Arnon Grunberg
Passauer Neue Presse,
2013-10-25
2013-10-25, Passauer Neue Presse

Ins pralle Leben; Ungewöhnliche Reportagen von Arnon Grünberg


Andreas Wirthensohn

Als der junge russische Autor Isaak Babel noch nicht so recht wusste, wie man ein guter Schriftsteller wird (aber unbedingt ein solcher werden wollte), fragte er die Ikone Maxim Gorki um Rat. „Gehe unter die Menschen!", soll der als Antwort ausgerufen haben, und so trieb sich Babel sieben Jahre lang „unter den Leuten herum". Kurz darauf erschien der Erzählband „Die Reiterarmee" (1926), der ihn weltberühmt machte.

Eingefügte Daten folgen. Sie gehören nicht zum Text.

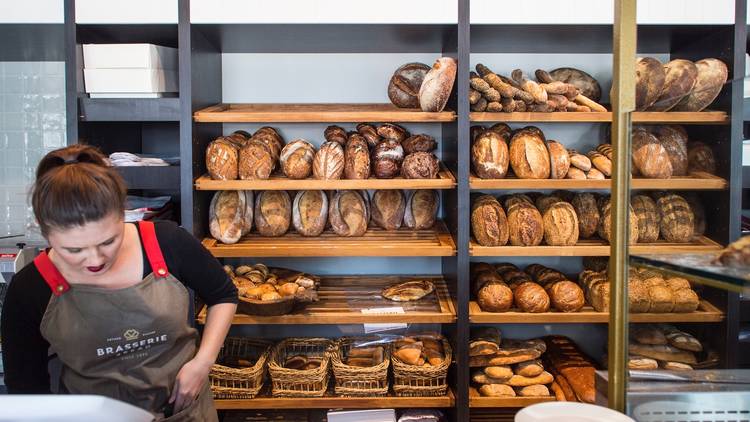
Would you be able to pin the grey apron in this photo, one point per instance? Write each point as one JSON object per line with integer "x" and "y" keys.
{"x": 128, "y": 344}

Auch der niederländische Autor Arnon Grünberg begibt sich gerne unter die Menschen und ins pralle Leben. Das hat nicht nur Folgen für seine zahlreichen Romane, sondern schlägt sich auch in der Gattung nieder, die der Realität am stärksten verpflichtet ist: der Reportage. „Ich schreibe, weil ich wissen will, wie die Leute das machen: leben." Und so fährt er an Weihnachten 2012 nach Griechenland, um die Eurokrise zu besichtigen und die Menschen danach zu fragen, wie sie denn leben in diesem von Arbeitslosigkeit, politischer Radikalisierung und Spardiktat geprägten Land. Er trifft auf ein vielschichtiges Land, in dem die Kneipen voll sind, in dem kaum jemand einen Job hat, in dem jeder auf die Kaste der Politiker schimpft und sich ganz neue Formen von Gemeinschaftssinn herausbilden.

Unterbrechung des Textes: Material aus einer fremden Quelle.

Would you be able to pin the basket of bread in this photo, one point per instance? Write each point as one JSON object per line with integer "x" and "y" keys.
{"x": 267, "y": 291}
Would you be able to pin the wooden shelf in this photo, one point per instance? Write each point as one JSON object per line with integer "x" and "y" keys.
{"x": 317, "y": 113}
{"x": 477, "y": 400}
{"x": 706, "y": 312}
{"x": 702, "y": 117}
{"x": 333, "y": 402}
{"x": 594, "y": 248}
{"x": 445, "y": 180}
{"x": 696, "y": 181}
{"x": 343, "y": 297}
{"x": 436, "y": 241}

Der 1971 geborene Grünberg, der in New York lebt, ist keiner, der mit vorgefasster Meinung fremde Welten betritt. Im Gegenteil: Seine Lieblingsstrategie ist die der teilnehmenden Beobachtung, und so stürzt er sich in alle möglichen Rollen, um authentische Erfahrungen zu machen. Ob als Zimmerjunge in einem bayerischen Hotel, als Kellner in Schweizer Zügen, als Masseur in Rumänien, als embedded journalist in Afghanistan oder - einer der Höhepunkte dieses Bandes - als Amerikaner auf Brautschau in der Ukraine - Grünberg beherrscht die Kunst der Camouflage wie ein Günter Wallraff, doch zum Glück fehlt ihm dessen investigativer Furor. „Vom Naturell her bin ich eher Melancholiker als Aktivist, Melancholie scheint mir für einen journalistischen Schriftsteller die intelligentere Form des Aktivismus. Meine Absichten gehen eher dahin, zu analysieren, als zu verändern." Und so gelingen ihm amüsante, tiefsinnige, traurige, ungewöhnliche Reportagen, die nicht beanspruchen, Literatur zu sein, sondern uns die Welt zeigen wollen, wie wir sie noch nicht kannten.